WES GILBERTSON, QMI Agency

, Last Updated: 12:09 PM ET

CALGARY - The Calgary Roughnecks seem to have the experts perplexed.

First, National Lacrosse League insiders predicted they’d lose a pile of games. The Riggers proved them wrong, rolling to a league-best 11-5 record and earning the top seed for the playoffs.

Thanks to that unexpected success, many of those same pundits had Roughnecks GM Brad Banister and head coach Dave Pym pegged as shoo-ins for the annual hardware handed out to the NLL’s top GM and best bench boss.

Wrong again.

On Thursday afternoon, the league announced Rochester Knighthawks skipper Mike Hasen was named the NLL’s coach of the year, while K-Hawks architect Curt Styres was voted the top general manager.

Pym and Banister finished second in the balloting, with representatives from every organization having a say. According to a league source, Banister (30) was three points behind Styres (33) in the final tally, while Hasen collected four more points (52) than Pym (48).

“I’m very surprised. I think both Dave and Brad deserved the awards,” said Roughnecks forward Kaleb Toth. “I’m sure the reason that they didn’t get it is either the league is trying to give Rochester a pat on the back, or they’re upset at Brad for selling the team.

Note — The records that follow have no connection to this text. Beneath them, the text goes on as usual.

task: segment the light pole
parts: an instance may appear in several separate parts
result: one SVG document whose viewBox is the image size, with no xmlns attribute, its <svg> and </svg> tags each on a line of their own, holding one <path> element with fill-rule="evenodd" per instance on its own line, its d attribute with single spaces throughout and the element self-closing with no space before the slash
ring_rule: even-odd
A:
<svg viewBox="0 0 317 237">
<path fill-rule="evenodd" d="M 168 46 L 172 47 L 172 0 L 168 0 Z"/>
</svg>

“You look at the moves that Brad made in the off-season, trading Tracey Kelusky and Josh Sanderson and Jeff Moleski and Matt King — four excellent players and going with youth, and nobody expected us to do anything. Everybody thought we were going to have a rebuilding year, yet we were the best team in the league.

“And you don’t give a GM and head coach an award for that? That’s absolutely ridiculous.”

After an off-season payroll purge, the Riggers opened the season with 10 newcomers — including four rookies — on the roster. They gelled almost immediately, though, winning West Division bragging rights in convincing fashion.

The Knighthawks were also expected to endure a long winter but finished with a 10-6 mark and earned third spot in the East Division.

Despite the award snubs, Banister and Pym still have a shot at the Champion’s Cup, a claim Styres and Hasen can no longer make.

While the Knighthawks were eliminated by the Toronto Rock in last Sunday’s quarterfinal, the Riggers will host the defending champion Washington Stealth in Saturday’s semifinal clash at the Saddledome.

“I think all they care about is how we do, and that’s what makes them good at their jobs,” said Riggers faceoff ace Geoff Snider. “And that what makes them deserving of these awards. You look at coach and GM, and those guys are all about their teams and making their teams better and competitive, and Dave has obviously done that and so has Brad.

“But to be honest, I don’t think they really mind. They’re just happy we’re in the position we’re in.”

While the Roughnecks don’t seem too worried about personal accolades, they probably haven’t heard the last word on the awards snub. Pym will try anything to motivate his guys, and this is just more ammunition.

With Jeff Shattler considered a candidate for MVP and Curtis Dickson in the race for top rookie, there could be more to come.

“I’m sure it will probably come up,” said Riggers captain Andrew McBride. “But you know what? (Pym’s) a class guy that knows that it’s not about him, it’s about the team. Everybody talks about the losses we incurred this year, and we didn’t miss a beat. He was the first guy to come to camp and say ‘This isn’t a rebuilding year. This is a championship-quality team,’ and I think that was an important thing for the young guys to hear that we had a coach who has our back.

“But I don’t think the league really respects or likes what’s going on in Roughnecks land and that’s fine. We’re just trying to win a championship.”